Well, in the "Anything You Can Do, I Can Do Better" way of things that defines the sibling relationship, we now have two - count 'em, two - bike riders in the family. Three if you count Kim. Four if my decades-old activities are still valid for reporting purposes.
Yesterday Tabitha decided she wanted to go out on her bike, to test her newfound skills. She did a marvelous job of it, too - riding in circles around the driveway to show that she has gotten the hang of "turning" (a useful skill) and demonstrating her mastery of starting and stopping without changing the shape of anything or anyone in the vicinity. I tell you, once the light bulb clicks on, the progress is astonishingly quick.
In the meantime, I had Lauren out on the Pedal-less Bike, a device designed to encourage balance and get her used to the idea of the bike itself, without training wheels. Well, after about five minutes of that it was clear that this was just Not Going To Do At All, so I put the pedals back on and we headed back out to the sidewalk. A quick jog down the walk holding onto the bike while Lauren pedaled, followed by "I'm going to let go now!" "Okay!" and off she went. Zip! Zam! Zoom!
And now there are two.
I spent a lot of my childhood perched on a succession of red bicycles, zipping around the neighborhood with various friends. Eventually I graduated to a blue one - a 10-speed with racing handlebars that curled under (do they even make those anymore?). It was made of cast iron and weighed approximately as much as any of the Chevy Novas that my family owned over the years, but I put a lot of miles on it. The high point was a trip out to Granite Run Mall with my friend Bobby - a trip that involved schlepping up the sheer face of Lawrence Road, barreling down US Route 1, and merging onto US 322 before doing the whole thing in reverse. Bobby got a flat tire somewhere on 1, but we managed to get it repaired before we came home. It was quite a trip. I'm not sure my mother ever forgave my father for giving us permission to do it, but it was worth it to us.
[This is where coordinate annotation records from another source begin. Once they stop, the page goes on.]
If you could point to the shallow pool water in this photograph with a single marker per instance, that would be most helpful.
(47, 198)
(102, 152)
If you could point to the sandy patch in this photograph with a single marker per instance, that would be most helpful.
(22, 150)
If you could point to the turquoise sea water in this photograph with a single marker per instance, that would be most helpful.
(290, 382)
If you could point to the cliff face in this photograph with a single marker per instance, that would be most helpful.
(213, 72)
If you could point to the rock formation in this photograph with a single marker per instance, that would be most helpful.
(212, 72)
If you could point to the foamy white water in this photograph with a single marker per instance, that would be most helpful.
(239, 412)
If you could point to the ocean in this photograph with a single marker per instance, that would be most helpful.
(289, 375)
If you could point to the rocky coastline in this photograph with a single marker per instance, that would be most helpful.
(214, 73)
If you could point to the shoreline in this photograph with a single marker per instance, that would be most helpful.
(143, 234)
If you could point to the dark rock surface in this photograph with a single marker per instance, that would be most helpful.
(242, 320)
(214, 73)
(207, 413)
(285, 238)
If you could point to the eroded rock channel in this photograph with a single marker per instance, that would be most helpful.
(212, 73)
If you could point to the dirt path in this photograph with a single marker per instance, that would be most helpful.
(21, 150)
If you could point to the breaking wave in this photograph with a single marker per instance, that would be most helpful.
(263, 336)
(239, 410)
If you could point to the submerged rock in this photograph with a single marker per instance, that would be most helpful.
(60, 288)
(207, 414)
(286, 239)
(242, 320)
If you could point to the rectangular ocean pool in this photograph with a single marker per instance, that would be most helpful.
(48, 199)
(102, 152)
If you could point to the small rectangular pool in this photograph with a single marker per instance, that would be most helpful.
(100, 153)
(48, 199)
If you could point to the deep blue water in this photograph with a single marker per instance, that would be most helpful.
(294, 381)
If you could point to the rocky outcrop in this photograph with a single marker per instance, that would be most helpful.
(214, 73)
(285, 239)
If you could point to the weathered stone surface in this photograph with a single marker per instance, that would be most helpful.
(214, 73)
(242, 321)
I carried that bike with me to Pittsburgh, and eventually to Iowa. I didn't ride it much, though. Pittsburgh is one continuous Lawrence Road, and I generally walked in Iowa. Eventually, after I moved to Wisconsin, Kim gave the old Cast Iron Schwinn to a friend of ours who was bereft of other transportation, and eventually it died of sclerotic old age. The bike, not the friend.
Now I get to imagine just what Tabitha and Lauren's "Granite Run Mall" adventure will be. But that's a ways off. Right now, the main thing is to make sure that they can steer well enough to avoid running over the cat, who insists that she has the right of way on the sidewalk. She may well be right, but if it comes to a contest, she won't be right for long.